Embora Paris já tivesse experiência na organização de grandes eventos, as feiras industriais eram apenas de âmbito nacional e as exposições de arte eram maioritariamente organizadas pelo estado, com especial destaque para os salons. Após a exposição de Londres, a capital francesa junta-se rapidamente à corrida na organização destes eventos internacionais e interdisciplinares, acolhendo o primeiro evento em 1855, com o qual o monarca Napoleão III, pretendia consolidar a sua posição política e afirmar o papel de França no mapa. A esta seguiram-se as exposições de 1867, 1878, 1889 (inauguração da Torre Eiffel) e de 1900.
A Exposição Universal de 1900 – cuja organização começou em 1892 – teve lugar entre 15 de abril e 12 de novembro e foi a maior de todas as exposições parisienses até a altura. (folheie aqui o catálogo da exposição na base de dados Gallica da Biblioteca Nacional de França)
O evento concebeu-se como o encerrar de um século e a chegada de um novo e baseava o seu programa na celebração das conquistas alcançadas nas diferentes áreas abrindo o caminho para o futuro. Os visitantes podiam assistir a várias exibições de arte e indústria, mas também participar numa série de atrações e espetáculos. Porém, e apesar de todos os esforços realizados, esta exposição acabou por ser um grande fracasso a nível financeiro, já que os preços dos bilhetes afastaram em grande parte a população e o número de visitantes foi muito inferior ao inicialmente calculado. Teriam de passar trinta e sete anos para que Paris voltasse a acolher uma nova Exposição Universal.
O Móvel de Aparato
Armário de conter de um só corpo, com duas portas desiguais que dão acesso a um interior compartimentado em cinco nichos assimétricos e duas gavetas. O móvel, encimado por um tampo em mármore “gris des Ardennes” com veios rosas e acinzentados é construído em madeira de carvalho folheada com ornamentação à base de embutidos de outras madeiras (pau-rosa, pau-violeta) e profusão de bronzes dourados.
A decoração alude à deusa Vénus – deusa do amor -, que aparece representada no medalhão central junto ao seu amante, Marte – deus da guerra -, entre vegetação e uma cascata.
Nos cantos superiores do móvel, dois cupidos sustentam um panejamento que se entrelaça passando pela madeira fendida e cujas pontas caem nos lados criando um efeito teatral e dando uma profundidade acrescentada ao móvel. Ladeando o medalhão central painéis embutidos com ramos vegetalistas em madeiras preciosas e nas ilhargas representações simbólicas como uma alijava de setas, normalmente atributo iconográfico de Cupido. Toda a peça parece estar concebida como uma escultura para ser contemplada de diferentes ângulos.

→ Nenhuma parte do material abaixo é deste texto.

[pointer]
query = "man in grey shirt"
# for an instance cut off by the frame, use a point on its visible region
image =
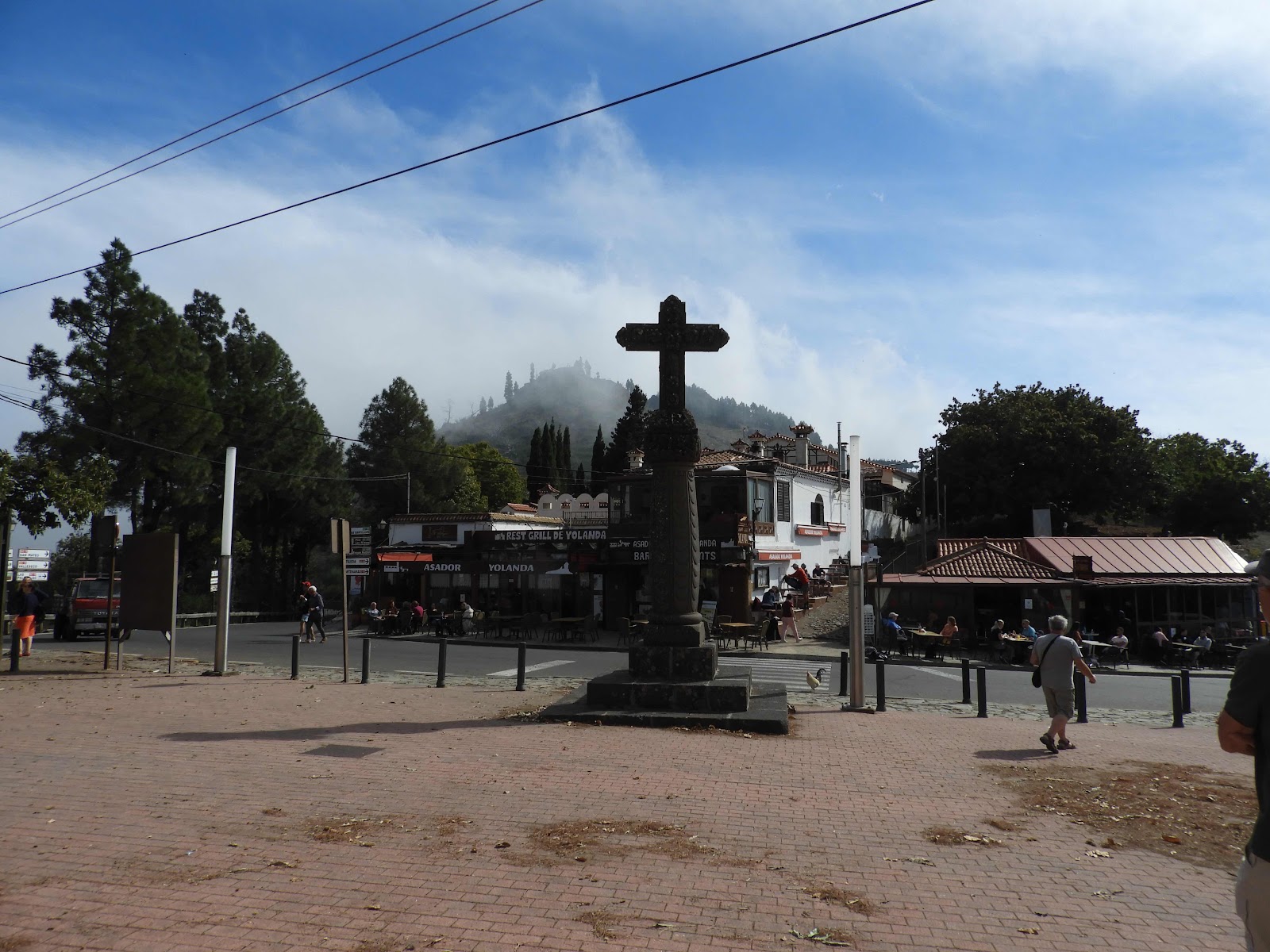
(1057, 655)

Os bronzes estão assinados pelo próprio Linke num formato pouco habitual (F. LINKE em letras maiúsculas e não manuscritas como era hábito) e não por Messagé como era hábito.
No interior da porta maior, a guarda da fechadura apresenta uma inscrição numa elaborada cartela onde se lê: “Exposition Universelle 1900 F. Linke Paris”.
O Relógio
Relógio de caixa alta, regulador, composto por quatro corpos; base em bronze dourado, quatro pés altos em madeira com aplicações de bronzes ostentando um sino, corpo esguio com frente e lados em vidro e porta traseira que encerra o pêndulo, sendo a composição encimada pelo mostrador em forma de globo celeste estrelado, por sua vez envolto em raios e nuvens e desenvolvida figura de corpo inteiro, de bronze dourado, representado Cronos, a personificação do Tempo, simbologia associada à relojoaria.
O corpo superior tem a frente e as laterais em vidro permitindo ver o painel de fundo pintado com elementos vegetalistas envolvendo uma treliça, simulando embutidos de madeiras tingidas. Na frente da caixa do pêndulo destaca-se um galo em bronze dourado, de asas estendidas, assente num ramo de uma grande macieira que nasce na base da composição e cujos ramos se entrelaçam e percorrem todo o conjunto – um dos troncos da macieira está assinado como os bronzes do móvel de aparato: F.LINKE.
Este módulo termina num corpo arredondado no qual, através de uma reserva circular em vidro, se vê o pêndulo, em bronze dourado, representando uma cabeça feminina de cabelos soltos muito ao gosto da Arte Nova, envolta num quarto de lua crescente e em raios solares, representando a lua e o sol.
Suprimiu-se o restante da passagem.